Awesome
Towards Fair Graph Anomaly Detection: Problem, New Datasets, and Evaluation
NEW! Accepted at CIKM 2024.
Our datasets (Reddit, Twitter) are publicly available through this link (alt link) as PyTorch Geometric datasets.
Environment
- python=3.8
- pytorch
- pyg
- networkx
- scipy
Please note that our work builds upon PyGOD. However, our work uses version 0.3 due to the different implementation of CoLA. In PyGOD v1.1 as of May 2024, their implementation of CoLA is different due to the use of neighbour sampling, instead of random walk sampling that is present in v0.3 and as described in the CoLA paper. We hope this clarifies why an older version of PyGOD is included in our repository. As a result, we have included the PyGOD v0.3 repo here.
Our implementations
We implemented the fairness regularisers (FairOD, HIN, correlation) in the utils.py
file that takes in the model’s raw anomaly score or loss and the sensitive attributes to calculate a fairness loss.
We also implemented the ADCG regulariser (to improve equality of odds) in the same utils.py
file.
We have modified the files for DOMINANT, CONAD, CoLA, DONE, AdONE, and included a new file for VGOD to include fairness regularizers. Please see the correspondig fit_with_fairness()
method that calls the above fairness regularisers while training the model. If the ADCG regulariser is used, the ideal DCG score is also calculated in this method.
Sample runs
Please see fairGAD/test_fair_fitting.py
. This file is our main driver file to obtain the results for all tests used in this paper.
User Account Inquiry and Removal
Please contact nnnk [at] gatech [dot] edu
with an email titled "FairGAD - Account Inquiry and Removal" including the your username and platform (Reddit/Twitter) to check if your account is used in our dataset and wish to be removed from it.
Data Use Agreement
If you would like to use our dataset, please contact the same email address above with an email titled "FairGAD - Data Use Agreement" and we will get in touch with you.
Potential Twitter bots
We have included a list of node indexes that correspond to Twitter accounts that have a Botometer "raw_overall" score of greater than 0.9 that may be possible Twitter bot accounts.
Citing FairGAD
Accepted at CIKM 2024. Citation to be updated.

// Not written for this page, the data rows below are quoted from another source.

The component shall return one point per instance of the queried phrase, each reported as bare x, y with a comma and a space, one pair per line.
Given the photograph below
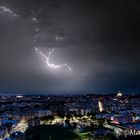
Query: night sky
98, 39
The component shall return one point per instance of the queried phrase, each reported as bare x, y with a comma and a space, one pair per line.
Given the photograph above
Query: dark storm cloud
98, 39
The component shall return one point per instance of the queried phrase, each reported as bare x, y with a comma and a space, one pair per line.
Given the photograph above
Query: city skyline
96, 46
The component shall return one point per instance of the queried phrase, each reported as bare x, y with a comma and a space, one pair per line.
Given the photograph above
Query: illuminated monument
100, 104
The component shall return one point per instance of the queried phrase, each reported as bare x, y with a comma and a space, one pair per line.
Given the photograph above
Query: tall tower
100, 104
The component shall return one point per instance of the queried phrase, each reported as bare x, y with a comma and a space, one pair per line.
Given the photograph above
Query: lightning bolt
4, 9
47, 60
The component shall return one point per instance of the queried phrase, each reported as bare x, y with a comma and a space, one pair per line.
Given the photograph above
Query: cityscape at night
69, 69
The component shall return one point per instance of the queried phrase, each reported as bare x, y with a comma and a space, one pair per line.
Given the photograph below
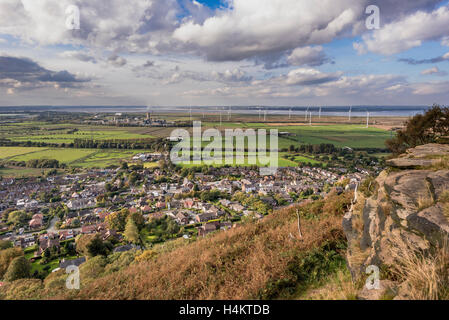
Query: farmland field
86, 158
341, 135
67, 133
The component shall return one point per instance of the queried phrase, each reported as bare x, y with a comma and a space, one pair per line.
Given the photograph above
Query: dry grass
241, 263
441, 164
444, 197
425, 275
236, 264
446, 210
425, 201
357, 256
339, 287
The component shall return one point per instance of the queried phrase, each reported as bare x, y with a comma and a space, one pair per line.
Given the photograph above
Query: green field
85, 158
353, 136
65, 133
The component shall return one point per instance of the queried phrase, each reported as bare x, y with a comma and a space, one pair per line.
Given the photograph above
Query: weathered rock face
421, 156
409, 204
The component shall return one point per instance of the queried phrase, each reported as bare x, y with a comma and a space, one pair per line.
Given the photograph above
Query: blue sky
203, 52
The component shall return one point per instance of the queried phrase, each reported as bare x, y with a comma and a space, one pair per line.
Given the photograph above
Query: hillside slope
400, 223
257, 260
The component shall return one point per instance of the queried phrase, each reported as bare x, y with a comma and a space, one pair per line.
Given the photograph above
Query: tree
117, 220
97, 247
138, 219
5, 244
132, 232
20, 268
91, 245
17, 218
6, 256
421, 129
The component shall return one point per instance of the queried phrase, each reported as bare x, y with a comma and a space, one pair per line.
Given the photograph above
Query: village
44, 215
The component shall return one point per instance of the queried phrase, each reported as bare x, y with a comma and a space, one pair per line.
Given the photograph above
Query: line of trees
431, 127
144, 144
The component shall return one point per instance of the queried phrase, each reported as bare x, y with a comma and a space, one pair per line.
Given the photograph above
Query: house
89, 229
208, 228
50, 242
237, 207
188, 203
36, 221
80, 204
64, 264
204, 217
126, 248
109, 234
182, 218
66, 235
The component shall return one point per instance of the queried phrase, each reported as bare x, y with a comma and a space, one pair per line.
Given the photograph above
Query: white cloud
433, 71
79, 55
235, 75
112, 24
308, 56
117, 61
257, 27
304, 76
409, 32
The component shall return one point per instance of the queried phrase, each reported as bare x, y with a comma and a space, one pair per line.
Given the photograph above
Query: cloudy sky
228, 52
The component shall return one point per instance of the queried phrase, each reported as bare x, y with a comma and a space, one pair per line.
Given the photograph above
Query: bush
20, 268
421, 129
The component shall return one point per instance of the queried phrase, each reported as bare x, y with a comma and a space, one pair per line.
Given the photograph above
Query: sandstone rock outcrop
407, 205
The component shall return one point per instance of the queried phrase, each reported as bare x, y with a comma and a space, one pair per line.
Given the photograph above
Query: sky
223, 53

We would appreciate a citation to the following paper if you have used our work:
@online{neoFairGraphAnomaly2024,
title = {Towards {{Fair Graph Anomaly Detection}}: {{Problem}}, {{New Datasets}}, and {{Evaluation}}},
author = {Neo, Neng Kai Nigel and Lee, Yeon-Chang and Jin, Yiqiao and Kim, Sang-Wook and Kumar, Srijan},
date = {2024-02-25},
eprint = {2402.15988},
eprinttype = {arxiv},
eprintclass = {cs},
url = {http://arxiv.org/abs/2402.15988},
}